What's your recommendation on how I should have responded?


Chill the F out
Anonymous
You are the issue. I’m a clean freak too but I can’t control dh. Did he actually dirty the couch? He’s right that plates aren’t dirty on the bottom
Anonymous
Anonymous wrote:I get it OP. Reading your first post, I knew the deeper issue was about division of labor. It doesn't occur to him to try to keep the couch clean because he won't be the one to try to clean it if it does get dirty. The little things add up because if they go wrong, they fall on you, and so you want to prevent issues while none of it even lands on his radar.

I think your deeper issue is a common one. It is 100% the dynamic I struggle with at home. I really think there is no answer. you cannot change him. Unless he wants to be more aware, nothing you do can get him there. It will only hurt your relationship. So try to let it go. The only other option is misery and divorce and that is not a better road, given that your relationship sounds fine otherwise.

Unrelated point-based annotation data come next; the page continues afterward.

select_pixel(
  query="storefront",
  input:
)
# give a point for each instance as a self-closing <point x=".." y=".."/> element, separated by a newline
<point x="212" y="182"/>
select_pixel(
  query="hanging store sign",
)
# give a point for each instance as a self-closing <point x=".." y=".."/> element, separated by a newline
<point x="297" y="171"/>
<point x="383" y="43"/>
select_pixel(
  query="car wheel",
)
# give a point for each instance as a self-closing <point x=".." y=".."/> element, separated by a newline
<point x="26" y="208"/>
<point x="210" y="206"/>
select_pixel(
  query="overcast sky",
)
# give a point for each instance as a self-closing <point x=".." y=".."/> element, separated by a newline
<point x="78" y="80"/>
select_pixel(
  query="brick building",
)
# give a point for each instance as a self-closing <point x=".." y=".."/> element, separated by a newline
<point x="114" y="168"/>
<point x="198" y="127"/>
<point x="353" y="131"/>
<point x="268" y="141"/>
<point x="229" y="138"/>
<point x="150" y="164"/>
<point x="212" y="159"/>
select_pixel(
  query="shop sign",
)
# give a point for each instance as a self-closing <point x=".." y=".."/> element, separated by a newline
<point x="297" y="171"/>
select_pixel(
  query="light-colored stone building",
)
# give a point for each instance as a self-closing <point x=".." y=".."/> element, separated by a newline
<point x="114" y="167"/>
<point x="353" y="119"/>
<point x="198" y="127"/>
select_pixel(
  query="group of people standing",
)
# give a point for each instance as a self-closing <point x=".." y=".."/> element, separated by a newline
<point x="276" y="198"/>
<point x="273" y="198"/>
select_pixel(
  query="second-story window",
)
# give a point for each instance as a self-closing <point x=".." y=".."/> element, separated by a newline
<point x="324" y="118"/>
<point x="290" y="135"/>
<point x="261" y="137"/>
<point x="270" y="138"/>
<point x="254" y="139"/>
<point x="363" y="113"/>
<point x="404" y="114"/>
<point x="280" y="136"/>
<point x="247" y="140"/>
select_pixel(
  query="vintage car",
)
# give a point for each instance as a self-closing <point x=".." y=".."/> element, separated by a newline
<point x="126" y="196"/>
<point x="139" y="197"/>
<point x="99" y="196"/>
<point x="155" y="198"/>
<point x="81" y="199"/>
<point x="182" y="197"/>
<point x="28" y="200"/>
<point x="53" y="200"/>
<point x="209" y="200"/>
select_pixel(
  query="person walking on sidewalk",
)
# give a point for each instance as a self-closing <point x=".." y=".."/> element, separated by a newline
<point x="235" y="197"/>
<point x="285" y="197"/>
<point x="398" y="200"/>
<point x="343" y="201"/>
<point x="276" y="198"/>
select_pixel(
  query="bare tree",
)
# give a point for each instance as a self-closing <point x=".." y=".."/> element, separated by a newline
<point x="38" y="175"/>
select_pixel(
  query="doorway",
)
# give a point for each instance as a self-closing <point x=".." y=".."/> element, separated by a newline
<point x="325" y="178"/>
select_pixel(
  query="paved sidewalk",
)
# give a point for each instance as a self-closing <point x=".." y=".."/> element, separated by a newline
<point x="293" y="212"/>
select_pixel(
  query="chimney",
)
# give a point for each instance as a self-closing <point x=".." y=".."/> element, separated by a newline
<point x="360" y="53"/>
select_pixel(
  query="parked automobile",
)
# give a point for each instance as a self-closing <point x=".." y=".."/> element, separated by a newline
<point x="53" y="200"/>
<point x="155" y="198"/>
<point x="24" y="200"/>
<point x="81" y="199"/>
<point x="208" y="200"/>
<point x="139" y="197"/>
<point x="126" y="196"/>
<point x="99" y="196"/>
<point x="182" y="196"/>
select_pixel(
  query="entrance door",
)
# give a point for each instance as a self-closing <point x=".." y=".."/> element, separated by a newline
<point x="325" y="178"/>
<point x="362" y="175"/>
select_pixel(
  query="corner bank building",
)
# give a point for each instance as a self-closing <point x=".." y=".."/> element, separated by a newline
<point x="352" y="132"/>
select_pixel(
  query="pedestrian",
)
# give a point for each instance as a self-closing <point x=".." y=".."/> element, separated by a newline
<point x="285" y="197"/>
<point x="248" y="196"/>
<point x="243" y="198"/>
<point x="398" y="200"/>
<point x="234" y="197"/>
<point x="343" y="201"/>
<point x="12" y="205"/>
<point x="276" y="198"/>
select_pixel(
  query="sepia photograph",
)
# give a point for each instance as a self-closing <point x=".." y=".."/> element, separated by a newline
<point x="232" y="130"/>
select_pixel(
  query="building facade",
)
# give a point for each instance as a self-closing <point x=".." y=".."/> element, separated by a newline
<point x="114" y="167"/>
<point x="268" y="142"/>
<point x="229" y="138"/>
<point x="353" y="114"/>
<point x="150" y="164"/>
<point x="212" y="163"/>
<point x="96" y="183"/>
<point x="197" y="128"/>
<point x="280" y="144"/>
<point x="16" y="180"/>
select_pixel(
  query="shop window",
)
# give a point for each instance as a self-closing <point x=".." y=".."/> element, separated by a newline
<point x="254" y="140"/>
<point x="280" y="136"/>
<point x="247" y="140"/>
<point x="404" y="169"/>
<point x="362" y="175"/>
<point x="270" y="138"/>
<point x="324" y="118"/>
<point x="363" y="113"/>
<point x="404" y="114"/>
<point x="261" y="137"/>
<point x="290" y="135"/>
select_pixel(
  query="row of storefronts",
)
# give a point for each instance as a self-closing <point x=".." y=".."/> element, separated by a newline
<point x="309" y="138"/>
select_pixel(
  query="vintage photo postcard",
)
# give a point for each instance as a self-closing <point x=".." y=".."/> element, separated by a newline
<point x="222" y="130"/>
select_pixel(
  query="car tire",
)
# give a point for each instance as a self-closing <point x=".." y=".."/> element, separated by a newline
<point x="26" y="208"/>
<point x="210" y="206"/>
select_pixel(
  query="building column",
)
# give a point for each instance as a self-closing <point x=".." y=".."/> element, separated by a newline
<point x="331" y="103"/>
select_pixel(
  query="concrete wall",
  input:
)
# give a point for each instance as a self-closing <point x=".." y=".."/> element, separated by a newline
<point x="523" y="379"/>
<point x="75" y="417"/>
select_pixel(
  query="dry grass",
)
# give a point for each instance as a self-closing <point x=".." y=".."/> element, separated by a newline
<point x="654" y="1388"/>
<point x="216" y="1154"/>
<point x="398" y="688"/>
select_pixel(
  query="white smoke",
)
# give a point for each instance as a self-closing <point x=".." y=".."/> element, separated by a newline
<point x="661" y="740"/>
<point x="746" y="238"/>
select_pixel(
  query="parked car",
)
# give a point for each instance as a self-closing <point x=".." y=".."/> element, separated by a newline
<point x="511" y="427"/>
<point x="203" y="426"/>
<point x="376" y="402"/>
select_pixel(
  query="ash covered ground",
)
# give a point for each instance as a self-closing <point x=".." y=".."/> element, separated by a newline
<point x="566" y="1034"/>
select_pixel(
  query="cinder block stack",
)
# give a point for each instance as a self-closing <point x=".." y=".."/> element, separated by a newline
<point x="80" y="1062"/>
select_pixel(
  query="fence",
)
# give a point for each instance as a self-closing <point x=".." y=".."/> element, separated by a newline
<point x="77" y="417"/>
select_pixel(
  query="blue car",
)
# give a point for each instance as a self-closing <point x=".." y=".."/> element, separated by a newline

Work on modeling good behavior for your kids, ask them to pitch in and bring their plates etc. it's easier and more natural to speak kindly to your kids kindly on this issue because you are teaching them and don't have the resentment. Hopefully your husband will pick up on the family expectation and will want to aid in the effort to set good examples for the kids. Don't nag him. Get him on the same team.


Op here, thank you, appreciate the constructive advice.